Problem: XOA becomes unusable when XCP-ng master host is rebooted

Cygace

Hi everyone,

I’m facing an issue in my XCP-ng environment and would really appreciate some advice or best practices.

I have a pool with 3 XCP-ng hosts, and I’m running Xen Orchestra (XOA) as a VM on the second host (not the master). Everything runs fine under normal conditions.

However, if I reboot the master host, I temporarily lose all control of the pool through XOA. Even though XOA is still up and running on the second host, it can’t see any hosts, VMs, or storage — it’s like the entire pool becomes unmanageable until the master comes back online.

My setup:
• 3-host XCP-ng pool
• XOA is a VM on host 2 (not the master)
• When the master is rebooted, XOA loses access to the infrastructure
• When the master is back online, everything works again

My questions:
1. Is this behavior expected in a multi-host pool?
2. Is there a safe way to promote another host to master automatically or manually during planned or unplanned downtime?
3. Would it be better to run XOA outside of the pool, on a dedicated device (e.g., a NUC, VM on another hypervisor)?
4. Are there best practices for ensuring high availability of the management layer (XAPI + XOA)?

Thanks a lot for your help!

olivierlambert

Hi,

This is perfectly normal.
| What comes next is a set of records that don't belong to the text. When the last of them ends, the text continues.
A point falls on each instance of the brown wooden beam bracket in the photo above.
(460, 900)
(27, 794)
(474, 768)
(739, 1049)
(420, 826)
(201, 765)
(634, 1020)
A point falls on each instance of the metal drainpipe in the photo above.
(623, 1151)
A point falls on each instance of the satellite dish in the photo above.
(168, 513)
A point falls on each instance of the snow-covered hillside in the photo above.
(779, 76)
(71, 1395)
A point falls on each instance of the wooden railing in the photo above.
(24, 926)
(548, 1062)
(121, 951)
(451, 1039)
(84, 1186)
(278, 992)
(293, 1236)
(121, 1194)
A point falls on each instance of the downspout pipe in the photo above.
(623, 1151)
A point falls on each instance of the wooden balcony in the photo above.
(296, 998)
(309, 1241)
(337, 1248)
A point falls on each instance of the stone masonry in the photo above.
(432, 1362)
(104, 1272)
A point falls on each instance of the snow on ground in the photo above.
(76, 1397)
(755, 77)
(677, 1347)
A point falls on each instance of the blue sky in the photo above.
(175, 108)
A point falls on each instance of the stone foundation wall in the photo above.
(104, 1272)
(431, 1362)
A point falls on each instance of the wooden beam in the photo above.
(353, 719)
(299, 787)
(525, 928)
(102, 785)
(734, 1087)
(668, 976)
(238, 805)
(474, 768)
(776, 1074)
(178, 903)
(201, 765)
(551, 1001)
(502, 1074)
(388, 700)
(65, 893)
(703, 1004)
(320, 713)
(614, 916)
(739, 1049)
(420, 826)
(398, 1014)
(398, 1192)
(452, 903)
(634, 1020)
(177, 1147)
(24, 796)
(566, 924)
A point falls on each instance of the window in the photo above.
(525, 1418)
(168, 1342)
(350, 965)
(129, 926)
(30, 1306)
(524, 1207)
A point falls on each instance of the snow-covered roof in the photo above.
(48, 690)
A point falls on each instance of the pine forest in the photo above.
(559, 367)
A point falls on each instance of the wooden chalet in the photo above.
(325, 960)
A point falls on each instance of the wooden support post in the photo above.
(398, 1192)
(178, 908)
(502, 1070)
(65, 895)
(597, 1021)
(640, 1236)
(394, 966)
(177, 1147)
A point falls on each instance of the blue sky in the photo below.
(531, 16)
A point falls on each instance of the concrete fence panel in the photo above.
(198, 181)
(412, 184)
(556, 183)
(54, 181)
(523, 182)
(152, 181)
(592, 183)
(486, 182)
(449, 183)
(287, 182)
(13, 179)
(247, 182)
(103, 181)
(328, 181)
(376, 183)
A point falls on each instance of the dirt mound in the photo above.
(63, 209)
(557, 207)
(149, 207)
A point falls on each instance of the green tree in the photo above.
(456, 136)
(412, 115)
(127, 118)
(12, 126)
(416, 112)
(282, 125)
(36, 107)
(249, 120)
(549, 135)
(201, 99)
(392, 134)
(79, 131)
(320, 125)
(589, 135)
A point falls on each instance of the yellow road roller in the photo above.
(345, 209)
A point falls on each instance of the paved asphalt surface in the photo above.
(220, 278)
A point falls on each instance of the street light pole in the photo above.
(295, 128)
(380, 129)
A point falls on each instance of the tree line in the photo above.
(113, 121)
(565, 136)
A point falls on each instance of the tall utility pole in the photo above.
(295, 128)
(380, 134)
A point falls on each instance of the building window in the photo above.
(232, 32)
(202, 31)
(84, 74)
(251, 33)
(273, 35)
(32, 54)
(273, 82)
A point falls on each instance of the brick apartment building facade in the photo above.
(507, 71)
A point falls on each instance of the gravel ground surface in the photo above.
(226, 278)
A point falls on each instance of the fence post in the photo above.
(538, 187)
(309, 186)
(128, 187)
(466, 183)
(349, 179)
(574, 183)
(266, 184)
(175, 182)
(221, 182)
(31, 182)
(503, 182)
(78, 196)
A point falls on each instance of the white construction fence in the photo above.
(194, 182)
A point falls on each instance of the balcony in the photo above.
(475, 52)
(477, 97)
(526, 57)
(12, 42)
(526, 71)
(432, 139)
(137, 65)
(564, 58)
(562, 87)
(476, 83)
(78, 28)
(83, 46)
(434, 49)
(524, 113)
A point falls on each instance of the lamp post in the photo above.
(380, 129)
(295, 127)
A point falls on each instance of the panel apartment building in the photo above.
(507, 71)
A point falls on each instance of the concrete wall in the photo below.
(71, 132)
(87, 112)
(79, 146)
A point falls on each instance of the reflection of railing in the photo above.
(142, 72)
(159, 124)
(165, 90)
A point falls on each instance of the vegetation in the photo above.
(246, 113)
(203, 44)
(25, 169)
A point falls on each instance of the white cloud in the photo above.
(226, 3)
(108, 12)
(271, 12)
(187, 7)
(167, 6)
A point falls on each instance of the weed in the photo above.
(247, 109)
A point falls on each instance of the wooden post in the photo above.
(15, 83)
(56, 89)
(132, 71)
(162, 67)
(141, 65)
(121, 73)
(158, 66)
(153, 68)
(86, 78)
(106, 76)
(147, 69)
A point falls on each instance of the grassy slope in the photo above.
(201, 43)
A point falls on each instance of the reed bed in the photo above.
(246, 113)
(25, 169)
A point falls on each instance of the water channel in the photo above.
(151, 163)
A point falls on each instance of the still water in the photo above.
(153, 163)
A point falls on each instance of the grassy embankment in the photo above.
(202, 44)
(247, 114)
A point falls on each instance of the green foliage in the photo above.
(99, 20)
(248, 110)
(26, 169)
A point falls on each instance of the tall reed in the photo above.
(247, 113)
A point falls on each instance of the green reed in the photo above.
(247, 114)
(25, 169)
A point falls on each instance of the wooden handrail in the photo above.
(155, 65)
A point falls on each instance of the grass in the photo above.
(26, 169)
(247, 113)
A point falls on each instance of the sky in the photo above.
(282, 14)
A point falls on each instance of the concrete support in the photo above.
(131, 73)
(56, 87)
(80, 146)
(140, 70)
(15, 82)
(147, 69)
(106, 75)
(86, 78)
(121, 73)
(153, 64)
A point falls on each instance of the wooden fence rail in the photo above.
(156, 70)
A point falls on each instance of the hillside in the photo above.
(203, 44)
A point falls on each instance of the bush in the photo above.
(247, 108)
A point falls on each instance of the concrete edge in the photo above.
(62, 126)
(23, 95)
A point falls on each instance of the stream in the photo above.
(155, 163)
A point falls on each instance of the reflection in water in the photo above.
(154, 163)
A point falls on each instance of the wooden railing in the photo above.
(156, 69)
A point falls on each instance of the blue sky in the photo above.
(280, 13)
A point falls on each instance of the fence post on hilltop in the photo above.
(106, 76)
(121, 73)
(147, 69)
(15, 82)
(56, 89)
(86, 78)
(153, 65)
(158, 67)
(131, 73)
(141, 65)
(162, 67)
Only the master is the contact point for the entire pool.
I would advise to go for manual promotion if you consider your host dead. To do it, go on any slave you want to promote (just one) and type xe pool-emergency-transition-to-master. If you use HA, this will be done automatically, but HA can be tricky.
The result will be the same, if the master is down, you'll lose the view in XO about what's going on the pool, until you get a master back.